Als nächstes wurden der OP-Schwester die kleinsten Haken, die ich in meinem Leben je gesehen habe überreicht, mit denen sie die Schnittränder offenhielt. Jetzt wies mich der Oberarzt an, den Hammer und die Meißel in die Hand zu nehmen und damit ein Loch in den Knochen zu schlagen – das machte ich dann auch. An Stellen wo ich zu zimperlich war, stöhnte er laut auf und sagte streng: „Kräftiger, traue dich!“ So eröffnete ich den Knochen und wir hatten vor uns: nicht das Knochenmark? Stattdessen befand sich im Mittelfußknochen des Patienten eine Art gutartiger Tumor, ein sogenanntes intraossäres Ganglion – das galt es nun zu entfernen. Mir wurde ein kleiner aber langer, scharfer Löffel überreicht, mit dem ich das Ganglion entfernen sollte. Als ich fertig war, sagte der Oberarzt: „Na-na, Herr Doktor das‘ nicht ganz fertig – ich machen!“, und er übernahm (anscheinend hatte ich ein paar Tumorzellen übersehen).
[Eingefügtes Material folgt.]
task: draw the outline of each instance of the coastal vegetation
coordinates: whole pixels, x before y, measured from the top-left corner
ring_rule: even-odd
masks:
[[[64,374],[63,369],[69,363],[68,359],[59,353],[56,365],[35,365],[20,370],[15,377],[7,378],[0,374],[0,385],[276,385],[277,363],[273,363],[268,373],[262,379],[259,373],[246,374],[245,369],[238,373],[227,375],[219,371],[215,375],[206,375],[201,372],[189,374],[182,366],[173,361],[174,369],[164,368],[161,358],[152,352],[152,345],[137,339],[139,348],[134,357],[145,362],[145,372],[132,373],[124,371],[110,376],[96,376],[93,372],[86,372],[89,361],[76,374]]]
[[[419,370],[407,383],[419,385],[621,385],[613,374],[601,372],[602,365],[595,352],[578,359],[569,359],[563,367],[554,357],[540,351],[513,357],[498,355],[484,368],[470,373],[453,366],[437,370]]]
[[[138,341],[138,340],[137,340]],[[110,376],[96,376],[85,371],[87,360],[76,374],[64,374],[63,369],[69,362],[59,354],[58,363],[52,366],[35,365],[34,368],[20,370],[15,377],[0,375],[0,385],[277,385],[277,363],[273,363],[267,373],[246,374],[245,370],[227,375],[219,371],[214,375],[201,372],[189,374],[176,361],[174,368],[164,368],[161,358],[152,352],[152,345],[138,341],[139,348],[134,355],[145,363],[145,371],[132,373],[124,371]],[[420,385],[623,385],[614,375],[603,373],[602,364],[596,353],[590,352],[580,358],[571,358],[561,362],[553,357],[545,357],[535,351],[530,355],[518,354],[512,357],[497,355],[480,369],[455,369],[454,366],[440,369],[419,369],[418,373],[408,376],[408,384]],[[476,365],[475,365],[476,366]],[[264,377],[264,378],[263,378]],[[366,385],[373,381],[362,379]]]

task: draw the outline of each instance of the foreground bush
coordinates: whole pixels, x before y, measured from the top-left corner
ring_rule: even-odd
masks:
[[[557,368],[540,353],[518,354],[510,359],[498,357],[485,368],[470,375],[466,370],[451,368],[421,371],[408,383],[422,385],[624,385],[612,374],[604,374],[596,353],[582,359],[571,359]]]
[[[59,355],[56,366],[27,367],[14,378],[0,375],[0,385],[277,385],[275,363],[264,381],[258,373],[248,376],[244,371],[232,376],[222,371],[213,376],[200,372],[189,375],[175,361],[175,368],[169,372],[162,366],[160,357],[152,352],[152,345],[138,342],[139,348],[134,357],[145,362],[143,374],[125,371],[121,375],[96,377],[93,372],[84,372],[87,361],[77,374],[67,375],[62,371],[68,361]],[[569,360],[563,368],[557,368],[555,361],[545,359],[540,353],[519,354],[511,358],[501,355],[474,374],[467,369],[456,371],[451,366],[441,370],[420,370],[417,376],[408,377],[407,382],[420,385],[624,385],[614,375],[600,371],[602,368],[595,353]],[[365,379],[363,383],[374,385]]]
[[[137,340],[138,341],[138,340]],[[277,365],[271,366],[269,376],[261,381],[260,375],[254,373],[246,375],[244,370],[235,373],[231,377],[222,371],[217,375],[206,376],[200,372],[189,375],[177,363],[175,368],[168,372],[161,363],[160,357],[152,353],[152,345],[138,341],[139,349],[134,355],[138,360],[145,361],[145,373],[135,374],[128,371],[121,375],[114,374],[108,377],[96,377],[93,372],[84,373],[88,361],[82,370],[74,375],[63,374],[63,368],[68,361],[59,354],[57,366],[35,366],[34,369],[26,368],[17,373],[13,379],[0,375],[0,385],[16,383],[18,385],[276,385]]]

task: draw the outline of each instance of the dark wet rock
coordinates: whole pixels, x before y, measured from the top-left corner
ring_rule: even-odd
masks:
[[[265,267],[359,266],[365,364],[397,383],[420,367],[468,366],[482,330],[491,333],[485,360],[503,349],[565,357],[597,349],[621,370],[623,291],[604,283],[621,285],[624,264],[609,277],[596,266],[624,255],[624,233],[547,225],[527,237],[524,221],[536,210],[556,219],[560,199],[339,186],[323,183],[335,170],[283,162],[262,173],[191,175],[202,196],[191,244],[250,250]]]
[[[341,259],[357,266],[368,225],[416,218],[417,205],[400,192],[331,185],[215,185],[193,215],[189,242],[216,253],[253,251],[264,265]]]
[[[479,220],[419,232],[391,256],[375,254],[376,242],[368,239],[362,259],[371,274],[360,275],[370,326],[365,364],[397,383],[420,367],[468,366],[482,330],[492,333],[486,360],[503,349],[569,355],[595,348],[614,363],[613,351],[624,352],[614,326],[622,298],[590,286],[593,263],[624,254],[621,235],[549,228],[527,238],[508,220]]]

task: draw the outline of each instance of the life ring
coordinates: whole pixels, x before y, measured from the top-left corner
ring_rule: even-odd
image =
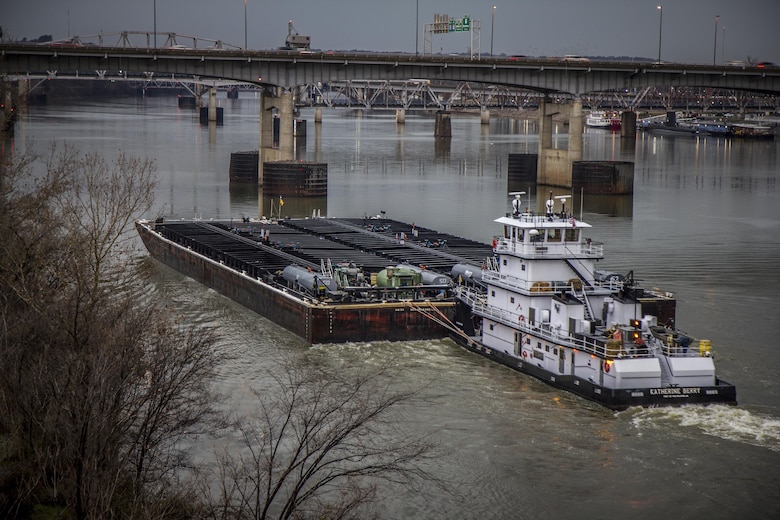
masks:
[[[604,372],[609,372],[610,367],[612,367],[612,361],[609,359],[604,361]]]
[[[525,350],[523,351],[523,357],[528,357],[528,352],[526,352]]]
[[[518,320],[520,320],[520,323],[523,323],[525,321],[525,316],[521,314]]]

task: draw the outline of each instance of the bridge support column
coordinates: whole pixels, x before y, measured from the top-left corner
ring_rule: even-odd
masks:
[[[620,137],[636,137],[636,112],[633,110],[620,114]]]
[[[433,128],[434,137],[442,137],[449,139],[452,137],[452,122],[450,121],[450,113],[440,110],[436,112],[436,123]]]
[[[552,119],[557,114],[569,120],[568,150],[552,147]],[[582,123],[582,101],[579,99],[567,104],[544,100],[539,105],[539,184],[571,187],[572,162],[582,160]]]
[[[260,140],[257,160],[257,182],[263,184],[263,163],[291,161],[295,151],[293,136],[293,95],[282,92],[260,94]],[[274,143],[274,112],[279,116],[279,142]]]
[[[217,89],[209,88],[209,123],[217,122]]]
[[[490,124],[490,110],[483,108],[479,112],[479,122],[483,125]]]
[[[321,108],[315,108],[314,109],[314,122],[315,123],[322,123],[322,109]]]
[[[16,110],[20,114],[27,112],[30,99],[30,80],[20,79],[16,85]]]
[[[404,125],[406,124],[406,110],[403,108],[396,109],[395,111],[395,124],[397,125]]]

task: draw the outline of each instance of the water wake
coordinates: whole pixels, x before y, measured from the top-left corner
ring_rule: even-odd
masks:
[[[705,435],[780,452],[780,419],[733,406],[648,408],[637,412],[632,424],[639,430],[676,424]]]

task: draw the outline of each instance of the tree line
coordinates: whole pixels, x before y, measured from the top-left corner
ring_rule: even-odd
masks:
[[[382,482],[446,489],[436,447],[399,428],[423,389],[386,369],[287,360],[232,415],[218,331],[139,276],[153,161],[52,147],[1,164],[0,516],[365,518]],[[187,447],[209,435],[229,448],[199,465]]]

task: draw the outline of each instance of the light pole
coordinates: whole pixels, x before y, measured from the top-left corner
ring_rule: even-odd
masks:
[[[493,11],[490,13],[490,57],[493,57],[493,22],[496,21],[496,6],[493,6]]]
[[[720,16],[718,16],[716,14],[715,15],[715,44],[712,47],[712,64],[713,65],[715,65],[715,54],[718,52],[718,18],[720,18]]]
[[[720,61],[726,64],[726,26],[723,26],[723,41],[720,42]]]
[[[246,0],[244,0],[244,50],[246,49]]]
[[[658,6],[658,63],[661,63],[661,31],[664,27],[664,8]]]
[[[420,44],[420,0],[417,0],[417,14],[415,15],[414,19],[414,55],[418,56],[420,52],[419,44]]]
[[[154,48],[157,48],[157,0],[154,0]]]

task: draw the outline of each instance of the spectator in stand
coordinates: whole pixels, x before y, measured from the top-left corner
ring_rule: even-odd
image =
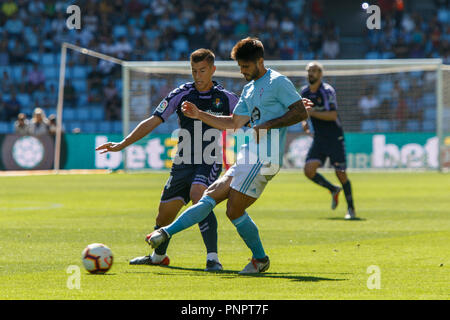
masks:
[[[35,136],[49,134],[48,119],[41,108],[35,108],[33,111],[33,118],[30,122],[30,134]]]
[[[108,82],[103,89],[103,96],[105,98],[105,114],[107,120],[120,120],[122,102],[119,97],[119,92],[112,80]]]
[[[3,100],[2,93],[0,92],[0,121],[6,120],[6,104]]]
[[[13,81],[9,76],[8,71],[6,70],[3,70],[2,79],[0,81],[0,87],[2,88],[3,92],[11,92],[13,88]]]
[[[24,31],[24,24],[18,15],[14,14],[6,21],[4,28],[10,37],[20,39]]]
[[[339,55],[339,42],[334,35],[328,35],[322,46],[324,59],[336,59]]]
[[[0,66],[9,65],[9,52],[8,52],[8,41],[6,37],[3,37],[3,40],[0,41]]]
[[[11,47],[8,48],[8,50],[11,63],[28,62],[26,58],[27,51],[23,41],[20,41],[18,38],[16,38]]]
[[[66,80],[64,85],[64,104],[69,108],[77,106],[77,92],[70,79]]]
[[[6,18],[12,17],[18,10],[16,1],[5,1],[2,4],[2,13]]]
[[[20,135],[30,134],[30,124],[25,113],[19,113],[14,122],[14,132]]]
[[[61,132],[64,133],[64,127],[61,128]],[[48,133],[56,135],[56,115],[51,114],[48,116]]]
[[[119,42],[117,42],[113,46],[112,52],[114,53],[114,56],[116,56],[119,59],[128,60],[129,55],[133,48],[130,45],[130,42],[125,36],[122,36],[119,38]]]
[[[120,120],[122,101],[118,95],[114,95],[105,105],[106,120]]]
[[[16,92],[11,93],[11,98],[6,101],[4,109],[4,119],[5,121],[15,120],[20,113],[20,102],[17,100]]]
[[[364,119],[376,118],[376,110],[380,106],[380,102],[375,97],[374,91],[374,88],[369,87],[366,94],[358,102],[359,110]]]
[[[28,72],[27,80],[31,90],[33,91],[45,84],[44,72],[38,69],[37,63],[33,63],[33,69]]]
Während wir operierten war der anfangs erwähnte Assistenzarzt am Beckenkamm des Patienten am Werkeln. Wie sich herausstellte, entnahm er der Hüfte Knochenmark, damit wir den Mittelfußknochen, den wir mittlerweile komplett leer geschabt hatten, wieder mit sinnvollem Inhalt füllen konnten. Der Oberarzt knetete aus dem Hüft-Knochenmark einen perfekten Zylinder mit dem genauen Volumen des Mittelfußknochens und setzte ihn daraufhin ein. Wir nähten den Patienten zu, ich bedankte mich bei den Ärzten und der OP-Schwester und die Operation war beendet.

Was war gerade passiert? Habe ich eben ernsthaft noch vor dem Ende meines ersten Jahres einen Patienten operiert? Als die Anspannung und der Druck in mir abfielen spürte ich, wie stattdessen Euphorie in mir aufstieg – und die war an diesem Tag nicht mehr zu stoppen.